Da somit schon das Vorbringen im Wiedereinsetzungsantrag nicht geeignet ist, diesem zum Erfolg zu führen, war ihm ohne weiteres Verfahren nicht stattzugeben.

2.)

Mit dem zur hg. Zl. 96/04/0077 protokollierten Antrag begehrt die Beschwerdeführerin die Wiederaufnahme des mit Beschluß vom 19. Dezember 1995, Zl. 95/04/0175-5, eingestellten Verfahrens mit der Begründung, sie habe innerhalb der ihr gesetzten Frist ordnungsgemäß und fristgerecht eine weitere Gleichschrift der Beschwerde vorgelegt, sodaß ihr zu Unrecht eine Versäumung dieser Frist im Einstellungsbeschluß vorgeworfen worden sei. Tatsächlich sei in der mangelnden Unterschrift der fristgerecht vorgelegten Gleichschrift wieder ein Fall des § 34 Abs. 2 VwGG vorgelegen. Die nicht unterschriebene Gleichschrift hätte der Beschwerdeführerin daher unter Setzung einer Frist zur Bereinigung dieses Formmangels durch Unterfertigung seitens des Anwaltes zurückgestellt werden müssen. Das ergebe sich schon daraus, daß ansonsten jede - irrtümlicherweise - nicht unterfertigte Beschwerde nach Ablauf der sechswöchigen Frist die Einstellung des Verfahrens nach sich ziehen müßte. Der Verwaltungsgerichtshof verkenne hier, daß kein Einstellungsgrund, sondern ein entsprechend dem § 34 Abs. 2 VwGG zu sanierendes Gebrechen vorliege.
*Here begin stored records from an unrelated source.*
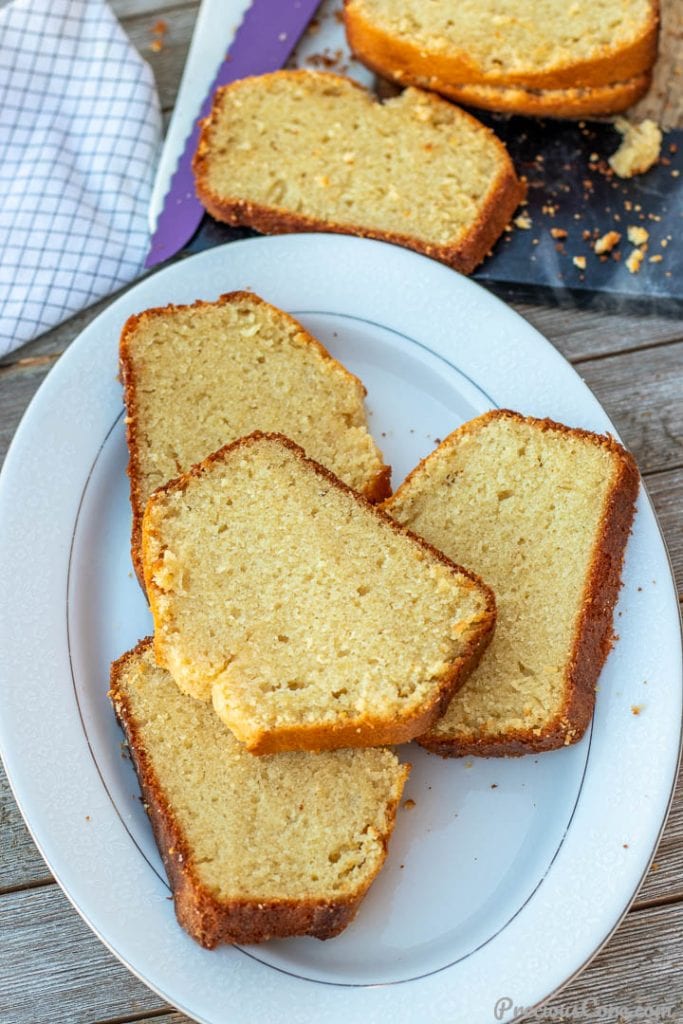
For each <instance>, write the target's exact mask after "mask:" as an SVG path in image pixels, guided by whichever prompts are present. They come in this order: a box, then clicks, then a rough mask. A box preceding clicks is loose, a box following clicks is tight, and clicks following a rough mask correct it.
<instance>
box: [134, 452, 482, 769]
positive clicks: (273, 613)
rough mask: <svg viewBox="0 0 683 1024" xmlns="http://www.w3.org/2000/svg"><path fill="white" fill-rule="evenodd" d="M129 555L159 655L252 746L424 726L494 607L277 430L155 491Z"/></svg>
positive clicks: (392, 737)
mask: <svg viewBox="0 0 683 1024" xmlns="http://www.w3.org/2000/svg"><path fill="white" fill-rule="evenodd" d="M142 555H143V564H144V579H145V584H146V589H147V594H148V597H150V603H151V606H152V612H153V615H154V621H155V652H156V655H157V660H158V663H159V664H160V665H162V666H164V667H165V668H167V669H168V671H169V672H170V673H171V675H172V676H173V678H174V679H175V681H176V683H177V684H178V685H179V687H180V688H181V689H182V690H184V691H185V692H187V693H190V694H193V695H194V696H196V697H199V698H200V699H205V700H208V699H210V698H212V699H213V703H214V708H215V710H216V711H217V713H218V715H219V716H220V717H221V719H222V720H223V721H224V722H225V724H226V725H228V726H229V728H230V729H231V730H232V732H233V733H234V735H236V736H237V737H238V739H240V740H241V741H242V742H244V743H246V745H247V748H248V749H249V750H250V751H251V752H253V753H255V754H271V753H276V752H280V751H288V750H324V749H331V748H342V746H368V745H378V744H383V743H398V742H404V741H408V740H410V739H412V738H413V737H414V736H416V735H419V734H421V733H423V732H424V731H425V730H426V729H428V728H429V727H430V726H431V725H432V723H433V722H434V721H435V719H437V718H438V717H439V715H441V714H442V713H443V711H444V710H445V708H446V707H447V703H449V700H450V698H451V696H452V695H453V693H454V692H455V690H456V688H457V686H458V685H459V683H460V682H462V680H463V679H464V677H465V674H466V673H467V672H468V671H469V670H470V669H471V667H472V665H473V664H474V663H475V660H476V659H477V658H478V656H479V655H480V653H481V650H482V649H483V647H484V645H485V644H486V642H487V641H488V638H489V635H490V632H492V630H493V627H494V622H495V600H494V596H493V594H492V592H490V591H489V590H488V588H487V587H485V586H484V585H483V584H482V583H481V582H480V581H479V580H478V579H477V578H476V577H474V575H472V574H471V573H469V572H467V571H466V570H464V569H461V568H460V567H459V566H457V565H455V564H454V563H453V562H451V561H450V560H449V559H447V558H445V557H444V556H443V555H441V554H440V552H438V551H435V550H434V549H433V548H431V547H430V546H429V545H428V544H426V543H425V542H424V541H422V540H421V539H419V538H415V537H413V536H412V535H411V534H410V532H409V531H407V530H404V529H403V528H402V527H400V526H398V524H397V523H395V522H394V521H393V520H392V519H390V518H389V517H388V516H386V515H384V514H383V513H382V512H379V511H377V510H376V509H373V507H372V506H371V505H369V504H368V502H366V501H365V500H364V499H362V498H360V497H359V496H358V495H357V494H355V493H353V492H351V490H350V489H349V488H348V487H346V486H345V485H344V484H343V483H342V482H341V481H340V480H338V479H337V478H336V477H334V476H333V475H332V474H331V473H330V472H329V471H327V470H326V469H324V468H323V467H322V466H319V465H318V464H317V463H315V462H313V461H312V460H309V459H307V458H306V456H305V455H304V452H303V451H302V450H301V449H300V447H299V446H298V445H296V444H294V443H293V442H292V441H291V440H289V439H287V438H285V437H282V436H280V435H276V434H259V433H256V434H252V435H251V436H249V437H246V438H242V439H241V440H239V441H237V442H234V443H233V444H230V445H227V446H226V447H224V449H222V450H221V451H219V452H217V453H215V454H214V455H212V456H210V457H209V458H208V459H206V460H205V461H204V462H202V463H200V464H199V465H198V466H195V467H194V468H193V469H191V470H190V472H189V473H186V474H185V475H183V476H181V477H180V478H179V479H177V480H175V481H173V482H171V483H169V484H167V485H166V486H165V487H162V488H161V489H160V490H158V492H156V493H155V494H154V495H153V496H152V498H151V499H150V502H148V504H147V507H146V510H145V513H144V519H143V524H142Z"/></svg>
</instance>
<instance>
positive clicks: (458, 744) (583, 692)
mask: <svg viewBox="0 0 683 1024" xmlns="http://www.w3.org/2000/svg"><path fill="white" fill-rule="evenodd" d="M504 418H505V419H514V420H516V421H517V422H518V423H526V424H528V425H531V426H533V427H536V428H538V429H541V430H552V431H556V432H560V433H563V434H568V435H570V436H572V437H581V438H583V439H585V440H588V441H590V442H591V443H592V444H599V445H600V446H601V447H604V449H606V450H607V451H608V452H609V453H610V454H611V455H612V456H614V457H615V458H616V460H617V463H618V471H617V475H616V479H615V481H614V483H613V485H612V488H611V492H610V494H609V496H608V499H607V506H606V508H605V510H604V512H603V515H602V517H601V522H600V527H599V532H598V538H597V540H596V544H595V548H594V553H593V559H592V562H591V566H590V569H589V572H588V578H587V582H586V587H585V591H584V600H583V611H582V614H581V616H580V618H579V622H578V623H577V629H575V633H574V640H573V649H572V653H571V656H570V658H569V665H568V667H567V673H566V697H565V701H564V706H563V708H562V709H561V710H560V711H559V713H558V715H557V716H556V717H555V719H554V720H553V721H552V722H551V723H549V724H548V726H547V727H546V728H545V729H544V730H542V731H537V732H535V731H532V730H530V729H515V730H511V731H510V732H508V733H506V734H498V735H497V734H480V735H476V734H474V733H473V732H462V733H460V734H458V735H454V736H451V737H446V736H443V735H442V734H439V733H437V732H426V733H425V734H424V735H422V736H420V737H419V738H418V742H419V743H420V744H421V745H422V746H424V748H426V749H427V750H428V751H431V752H432V753H434V754H440V755H441V756H442V757H463V756H466V755H469V756H471V755H474V756H480V757H505V756H518V755H523V754H529V753H531V752H535V751H537V752H539V751H551V750H556V749H557V748H561V746H566V745H568V744H570V743H575V742H578V741H579V740H580V739H581V738H582V736H583V735H584V733H585V731H586V729H587V727H588V725H589V723H590V721H591V718H592V716H593V709H594V706H595V685H596V683H597V680H598V677H599V675H600V672H601V670H602V667H603V665H604V663H605V659H606V657H607V654H608V653H609V650H610V646H611V629H612V612H613V609H614V604H615V603H616V598H617V596H618V591H620V587H621V574H622V565H623V562H624V554H625V551H626V545H627V541H628V538H629V534H630V531H631V526H632V523H633V517H634V514H635V502H636V498H637V496H638V487H639V475H638V468H637V466H636V463H635V461H634V459H633V456H632V455H631V454H630V453H629V452H627V451H626V449H625V447H623V445H621V444H620V443H618V442H617V441H615V440H614V438H613V437H611V436H610V435H608V434H607V435H602V434H596V433H593V432H591V431H589V430H583V429H581V428H578V427H567V426H565V425H564V424H561V423H556V422H555V421H554V420H550V419H543V420H537V419H533V418H532V417H525V416H521V415H520V414H519V413H514V412H512V411H510V410H505V409H501V410H494V411H492V412H489V413H485V414H484V415H483V416H480V417H478V418H477V419H475V420H471V421H470V422H469V423H466V424H464V425H463V426H462V427H460V428H459V429H458V430H455V431H454V432H453V433H452V434H451V435H450V436H449V437H447V438H445V440H444V441H443V443H444V444H445V443H449V441H450V440H451V439H452V438H453V437H454V436H456V435H463V434H471V433H474V432H475V431H476V430H477V429H478V428H479V427H480V426H482V425H484V424H485V423H486V422H489V421H490V420H496V419H504ZM437 457H438V449H435V450H434V452H432V453H430V454H429V455H428V456H427V458H426V459H424V460H423V461H422V462H421V463H420V464H419V465H418V466H416V467H415V469H414V470H413V471H412V473H410V474H409V476H407V478H405V480H403V482H402V483H401V485H400V486H399V487H398V489H397V490H396V493H395V495H394V498H395V497H396V496H398V495H400V493H401V490H402V488H403V487H404V486H405V485H407V483H408V481H409V480H410V479H411V478H412V476H413V475H414V474H415V473H416V472H417V471H418V470H419V469H420V467H421V466H423V465H424V464H425V463H427V462H429V460H430V459H434V458H437ZM392 500H393V499H391V498H390V499H389V500H388V501H387V502H385V503H384V504H383V506H382V508H383V509H388V510H389V511H390V509H391V502H392Z"/></svg>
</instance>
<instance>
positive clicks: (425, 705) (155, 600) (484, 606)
mask: <svg viewBox="0 0 683 1024" xmlns="http://www.w3.org/2000/svg"><path fill="white" fill-rule="evenodd" d="M262 439H268V440H275V441H278V442H279V443H281V444H283V445H284V446H285V447H287V449H289V451H290V452H292V453H293V454H294V455H295V456H296V457H297V458H298V459H300V460H301V462H303V463H305V464H306V465H307V466H308V468H309V469H312V470H313V472H315V473H317V474H318V475H319V476H323V477H324V478H325V480H326V481H327V482H328V483H330V484H332V485H333V486H335V487H336V488H337V489H339V490H343V492H345V493H346V494H348V495H349V496H350V497H351V498H352V499H353V501H355V502H356V503H357V504H358V505H360V506H361V507H364V508H366V509H367V510H368V511H369V512H371V513H372V514H373V515H374V516H376V517H377V518H379V519H381V520H382V521H383V522H385V523H386V524H387V525H389V526H390V527H391V529H392V530H394V532H396V534H400V535H402V536H403V537H409V538H410V539H411V540H412V541H413V542H414V543H415V544H417V545H418V546H419V547H421V548H422V549H423V550H425V551H427V552H428V553H429V555H430V556H431V557H432V558H435V559H436V560H437V561H439V562H440V563H441V564H443V565H445V566H446V567H447V568H449V569H450V570H451V571H452V572H453V573H454V574H457V575H461V577H465V578H466V580H468V581H469V583H470V584H471V586H472V587H476V588H477V589H478V590H479V591H480V592H481V594H482V596H483V598H484V601H485V606H484V610H483V611H482V613H481V616H480V618H479V620H478V621H477V624H476V627H473V628H472V630H471V636H470V639H469V642H468V643H467V645H466V647H465V650H464V651H463V654H462V655H461V656H460V657H459V658H457V659H456V660H455V662H454V663H453V664H452V666H451V671H450V672H449V673H447V675H445V676H444V677H443V678H442V679H441V680H440V681H439V684H438V687H437V689H436V692H435V694H434V697H433V698H432V700H431V701H430V702H429V703H428V705H425V706H423V707H422V708H420V710H419V711H418V712H414V713H412V714H411V715H407V716H404V717H403V718H398V719H392V720H390V721H381V720H377V719H374V718H371V717H370V716H358V718H356V719H352V720H350V721H348V722H345V723H342V724H339V725H336V726H335V725H318V726H303V725H302V726H292V727H288V728H276V729H273V730H272V731H271V732H268V733H263V734H262V735H261V736H259V737H257V738H256V740H255V741H254V742H253V744H252V743H249V744H247V745H248V750H249V751H250V752H251V753H252V754H275V753H283V752H285V751H292V750H305V751H323V750H333V749H337V748H342V746H384V745H390V744H394V743H405V742H409V741H410V740H411V739H414V738H415V737H416V736H418V735H421V734H422V733H423V732H426V731H427V730H428V729H429V728H430V727H431V725H432V724H433V723H434V722H435V721H436V720H437V719H438V718H440V717H441V715H442V714H443V713H444V712H445V709H446V708H447V706H449V703H450V701H451V699H452V697H453V696H454V694H455V693H456V692H457V690H458V689H459V687H460V686H462V684H463V683H464V682H465V680H466V679H467V676H468V675H469V674H470V673H471V672H472V671H473V670H474V669H475V668H476V665H477V664H478V662H479V659H480V657H481V655H482V653H483V651H484V650H485V648H486V647H487V646H488V643H489V641H490V639H492V636H493V632H494V627H495V625H496V597H495V595H494V592H493V590H492V589H490V587H488V586H487V585H486V584H485V583H483V581H482V580H480V579H479V577H477V575H476V573H474V572H471V571H470V570H469V569H466V568H463V567H462V566H461V565H457V564H456V563H455V562H454V561H452V559H450V558H447V557H446V556H445V555H444V554H443V553H442V552H441V551H438V550H437V549H436V548H434V547H433V546H432V545H431V544H428V543H427V541H425V540H424V539H423V538H421V537H418V536H417V534H414V532H413V531H412V530H410V529H408V528H407V527H404V526H401V525H400V524H399V523H398V522H396V520H395V519H392V518H391V517H390V516H389V515H388V514H387V513H386V512H383V511H381V510H380V509H379V508H378V507H377V506H375V505H371V504H370V502H369V501H368V500H367V499H366V498H364V497H362V495H359V494H357V493H356V492H355V490H352V489H351V487H349V486H347V484H345V483H344V482H343V481H342V480H340V479H339V478H338V477H336V476H335V475H334V473H332V472H331V471H330V470H329V469H326V467H325V466H322V465H321V464H319V463H317V462H315V461H314V460H313V459H310V458H309V457H308V456H307V455H306V454H305V452H304V451H303V449H302V447H300V445H298V444H296V443H295V442H294V441H292V440H291V439H290V438H289V437H285V436H284V435H283V434H278V433H263V432H261V431H255V432H254V433H252V434H249V435H248V436H247V437H240V438H238V440H236V441H232V442H231V443H230V444H225V445H224V446H223V447H222V449H219V450H218V452H214V453H213V454H212V455H210V456H209V457H208V458H206V459H204V460H203V461H202V462H200V463H198V464H197V465H195V466H193V467H191V469H189V470H188V471H187V472H186V473H183V474H182V475H181V476H179V477H177V478H176V479H175V480H170V481H169V482H168V483H166V484H165V485H164V486H163V487H159V489H158V490H156V492H155V494H154V495H153V497H152V499H151V501H150V504H151V503H152V502H153V501H159V500H160V499H161V498H162V497H163V496H164V495H169V494H172V493H174V492H182V490H184V489H185V487H186V486H187V484H188V483H189V481H190V480H191V479H194V478H199V477H201V476H202V475H203V474H204V473H205V472H206V471H207V470H208V469H209V468H210V467H211V466H212V465H213V464H214V463H219V462H223V461H224V459H225V457H226V456H227V455H228V454H229V453H231V452H232V451H234V450H236V449H239V447H247V446H249V445H250V444H253V443H255V442H257V441H260V440H262ZM148 507H150V506H147V508H148ZM157 543H158V537H157V532H156V530H155V529H154V527H153V526H152V525H151V522H150V518H148V516H147V515H146V514H145V515H144V517H143V520H142V563H143V567H144V582H145V589H146V593H147V597H148V600H150V608H151V610H152V615H153V618H154V622H155V638H154V649H155V657H156V659H157V663H158V664H159V665H161V666H164V667H167V666H166V662H165V651H164V640H163V636H162V630H161V628H160V627H161V625H162V622H161V618H162V616H161V613H160V611H159V606H158V594H159V589H158V587H157V585H156V584H155V580H154V577H155V573H156V571H157V569H158V568H159V567H160V563H159V560H156V559H153V557H152V553H151V549H152V547H153V544H154V545H155V546H156V545H157Z"/></svg>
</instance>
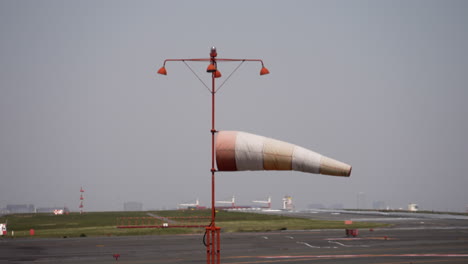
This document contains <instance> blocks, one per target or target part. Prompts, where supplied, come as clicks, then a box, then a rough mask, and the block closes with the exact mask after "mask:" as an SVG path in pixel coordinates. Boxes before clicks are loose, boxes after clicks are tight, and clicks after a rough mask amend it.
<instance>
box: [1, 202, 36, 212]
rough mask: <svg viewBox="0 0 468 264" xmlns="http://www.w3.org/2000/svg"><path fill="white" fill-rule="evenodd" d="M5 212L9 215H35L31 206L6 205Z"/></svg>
mask: <svg viewBox="0 0 468 264" xmlns="http://www.w3.org/2000/svg"><path fill="white" fill-rule="evenodd" d="M6 211H7V212H8V213H10V214H27V213H35V212H36V207H35V206H34V205H33V204H7V207H6Z"/></svg>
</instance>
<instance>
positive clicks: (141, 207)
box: [124, 202, 143, 211]
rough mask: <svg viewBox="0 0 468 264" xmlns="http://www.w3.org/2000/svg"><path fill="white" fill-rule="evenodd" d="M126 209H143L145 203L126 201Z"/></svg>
mask: <svg viewBox="0 0 468 264" xmlns="http://www.w3.org/2000/svg"><path fill="white" fill-rule="evenodd" d="M124 211H143V203H140V202H125V203H124Z"/></svg>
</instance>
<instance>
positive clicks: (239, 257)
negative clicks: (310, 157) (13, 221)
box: [0, 211, 468, 264]
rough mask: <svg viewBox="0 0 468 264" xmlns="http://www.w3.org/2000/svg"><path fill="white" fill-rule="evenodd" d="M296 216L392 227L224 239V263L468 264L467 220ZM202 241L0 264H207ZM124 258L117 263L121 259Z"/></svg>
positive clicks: (328, 214) (303, 215)
mask: <svg viewBox="0 0 468 264" xmlns="http://www.w3.org/2000/svg"><path fill="white" fill-rule="evenodd" d="M289 214H291V215H296V216H301V217H307V218H315V219H331V220H352V221H368V222H382V223H390V224H392V226H390V227H385V228H376V229H374V230H368V229H360V230H358V231H359V234H358V236H357V237H347V236H346V235H345V230H315V231H287V230H286V231H281V232H265V233H234V234H230V233H222V234H221V263H237V264H241V263H242V264H245V263H379V264H388V263H468V217H463V216H461V217H452V216H444V215H442V216H441V215H437V216H435V215H433V216H431V215H429V216H426V215H415V214H409V215H401V214H379V213H361V212H354V213H349V212H341V211H313V212H298V213H289ZM202 238H203V236H202V235H199V234H198V235H172V236H135V237H99V238H62V239H0V263H206V251H205V246H204V245H203V243H202ZM117 256H118V259H116V258H115V257H117Z"/></svg>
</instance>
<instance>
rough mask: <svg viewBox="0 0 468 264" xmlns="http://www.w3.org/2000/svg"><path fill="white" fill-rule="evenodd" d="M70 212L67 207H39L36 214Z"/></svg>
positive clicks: (68, 209) (56, 213) (60, 213)
mask: <svg viewBox="0 0 468 264" xmlns="http://www.w3.org/2000/svg"><path fill="white" fill-rule="evenodd" d="M69 212H70V210H69V209H68V208H67V207H38V208H37V209H36V213H53V214H68V213H69Z"/></svg>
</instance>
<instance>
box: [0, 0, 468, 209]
mask: <svg viewBox="0 0 468 264" xmlns="http://www.w3.org/2000/svg"><path fill="white" fill-rule="evenodd" d="M467 25H468V2H467V1H294V2H285V1H248V2H247V1H236V2H227V1H226V2H217V3H216V4H213V1H106V0H103V1H87V0H85V1H52V0H44V1H26V0H20V1H9V0H4V1H1V2H0V34H1V41H0V57H1V58H2V59H1V60H0V91H1V96H0V178H1V184H0V208H4V207H5V206H6V205H7V204H34V205H35V206H36V207H51V206H57V207H59V206H67V207H68V208H70V210H72V211H78V210H79V209H78V206H79V203H80V200H79V197H80V187H81V186H83V188H84V189H85V193H84V197H85V200H84V210H85V211H101V210H104V211H111V210H112V211H113V210H122V209H123V204H124V202H127V201H137V202H141V203H143V207H144V209H161V208H175V207H177V204H179V203H183V202H193V201H194V200H195V199H196V198H199V199H200V202H201V203H202V204H203V205H205V206H209V204H210V199H211V193H210V190H211V189H210V188H211V174H210V168H211V154H210V150H211V149H210V143H211V134H210V129H211V120H210V117H211V116H210V102H211V101H210V100H211V94H210V93H209V92H208V91H207V89H206V88H205V87H204V86H203V84H201V83H200V81H199V80H198V79H197V78H196V77H195V76H194V75H193V74H192V73H191V71H190V70H189V69H188V68H187V67H186V65H184V64H183V63H175V62H174V63H168V64H167V65H166V68H167V71H168V75H167V76H161V75H157V74H156V71H157V70H158V69H159V68H160V67H161V66H162V63H163V61H164V60H165V59H169V58H204V57H208V56H209V50H210V48H211V46H216V47H217V50H218V57H220V58H247V59H262V60H263V61H264V62H265V66H266V67H267V68H268V69H269V70H270V74H269V75H265V76H259V71H260V65H258V64H257V63H247V62H246V63H244V64H243V65H242V66H241V67H240V68H239V69H238V70H237V71H236V72H235V73H234V74H233V75H232V77H231V78H230V79H229V80H228V81H227V82H226V83H225V84H224V86H223V87H222V88H221V89H220V90H219V92H218V93H217V109H216V110H217V112H216V118H217V119H216V122H217V123H216V128H217V129H218V130H239V131H245V132H250V133H254V134H258V135H262V136H267V137H272V138H275V139H278V140H283V141H287V142H290V143H293V144H296V145H299V146H302V147H305V148H308V149H311V150H314V151H317V152H319V153H321V154H323V155H326V156H329V157H332V158H334V159H337V160H340V161H343V162H345V163H348V164H350V165H352V166H353V171H352V174H351V177H349V178H342V177H331V176H324V175H314V174H306V173H301V172H289V171H287V172H285V171H280V172H276V171H268V172H222V173H218V174H217V177H216V188H217V189H216V190H217V191H216V196H217V200H226V199H229V198H230V197H231V196H232V195H235V196H236V197H237V202H238V203H239V204H251V201H252V200H259V199H262V200H263V199H266V197H268V196H271V197H272V200H273V201H272V202H273V206H274V207H275V208H279V207H280V206H281V199H282V197H283V196H284V195H291V196H292V197H293V199H294V203H295V205H296V208H298V209H305V208H307V206H308V205H309V204H323V205H325V206H331V205H334V204H343V206H344V207H346V208H356V206H358V204H359V203H361V205H360V206H362V207H363V205H362V203H364V202H365V203H366V207H368V208H371V207H372V203H373V202H374V201H383V202H385V204H386V205H387V206H389V207H391V208H406V207H407V205H408V204H409V203H416V204H418V205H419V207H420V209H422V210H437V211H459V212H461V211H463V212H465V211H466V210H467V206H468V192H467V191H466V187H467V186H468V177H467V173H466V169H467V164H468V140H467V135H468V118H467V114H468V105H467V103H466V100H467V99H468V87H467V83H468V52H467V48H466V47H468V28H467ZM206 66H207V65H206V64H204V63H191V64H190V67H192V68H193V69H194V70H195V71H196V72H197V73H198V74H199V75H200V76H201V77H202V78H203V80H204V81H205V82H206V83H209V81H210V79H209V77H210V76H209V75H208V74H206V72H205V69H206ZM237 66H238V64H237V63H221V64H219V65H218V68H219V69H220V71H221V72H222V74H223V77H222V78H220V79H219V80H218V81H217V82H218V84H221V83H222V82H223V81H224V80H226V78H227V77H228V76H229V74H230V73H231V72H232V71H233V70H234V69H235V68H236V67H237Z"/></svg>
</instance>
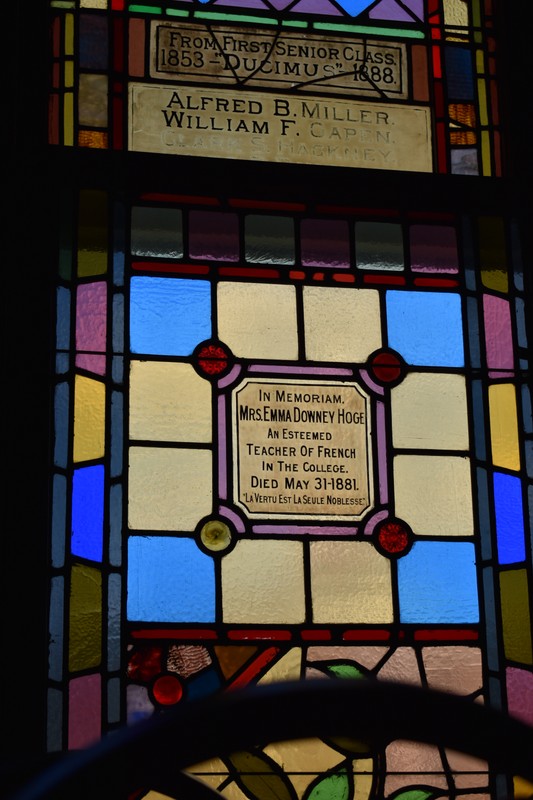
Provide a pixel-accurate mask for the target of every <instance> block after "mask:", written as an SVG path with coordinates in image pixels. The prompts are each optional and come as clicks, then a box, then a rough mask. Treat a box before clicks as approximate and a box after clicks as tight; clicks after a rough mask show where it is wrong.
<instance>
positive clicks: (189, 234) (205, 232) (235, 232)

Gemäß § 45 Abs. 2 Z. 4 VwGG ist die Wiederaufnahme eines durch Erkenntnis oder Beschluß abgeschlossenen Verfahrens auf Antrag einer Partei zu bewilligen, wenn im Verfahren vor dem Gerichtshof den Vorschriften über das Parteiengehör nicht entsprochen wurde und anzunehmen ist, daß sonst das Erkenntnis oder der Beschluß anders gelautet hätte.

Der Verwaltungsgerichtshof hat in seinem Beschluß vom 21. Oktober 1986, Zl. 86/04/0204, ausgesprochen, daß die Unterlassung eines erforderlichen Mängelbehebungsauftrages eine Verletzung des Parteiengehörs im Sinne der zitierten Bestimmung bildet. Die Beschwerdeführerin irrt allerdings, wenn sie meint, ein solcher Fall (den die Antragstellerin allerdings § 45 Abs. 2 Z. 2 VwGG unterstellt) läge hier vor, weil es der Verwaltungsgerichtshof unterlassen habe, ihr neuerlich einen Auftrag zur Mängelbehebung im Sinne des § 34 Abs. 2 VwGG zwecks Beibringung der Unterschrift des Rechtsanwaltes auf der zusätzlich vorgelegten Beschwerdeausfertigung zu erteilen. Denn die Vorlage des nicht mit der Unterschrift des Rechtsanwaltes versehenen Beschwerdeschriftsatzes bildet entgegen der Rechtsansicht der Beschwerdeführerin nicht etwa eine Erfüllung des ursprünglich erteilten Mängelbehebungsauftrages, die ihrerseits einer Verbesserung allfälliger anhaftender Form- oder Inhaltsmängel zugänglich wäre. Wie der Verwaltungsgerichtshof bereits in seinem Einstellungsbeschluß vom 19. Dezember 1995, Zl. 95/04/0175-4, dargestellt hat, kann vielmehr dieser Vorgang überhaupt nicht als Befolgung des Mängelbehebungsauftrages angesehen werden, sodaß dadurch die im § 34 Abs. 2 VwGG normierte Fiktion der Zurückziehung der Beschwerde eintrat. War die Beschwerde aber als zurückgezogen anzusehen, war für einen weiteren Mängelbehebungsauftrag kein Raum.

Aus diesem Grund liegt aber auch der von der Beschwerdeführerin angezogene Wiederaufnahmsgrund des § 42 Abs. 2 Z. 2 VwGG, wonach die Wiederaufnahme zu bewilligen ist, wenn das Erkenntnis oder der Beschluß auf einer nicht von der Partei verschuldeten irrigen Annahme der Versäumung einer Frist beruht, keinesfalls vor.

Dem Antrag auf Wiederaufnahme des eingestellten Verfahrens war daher nicht stattzugeben.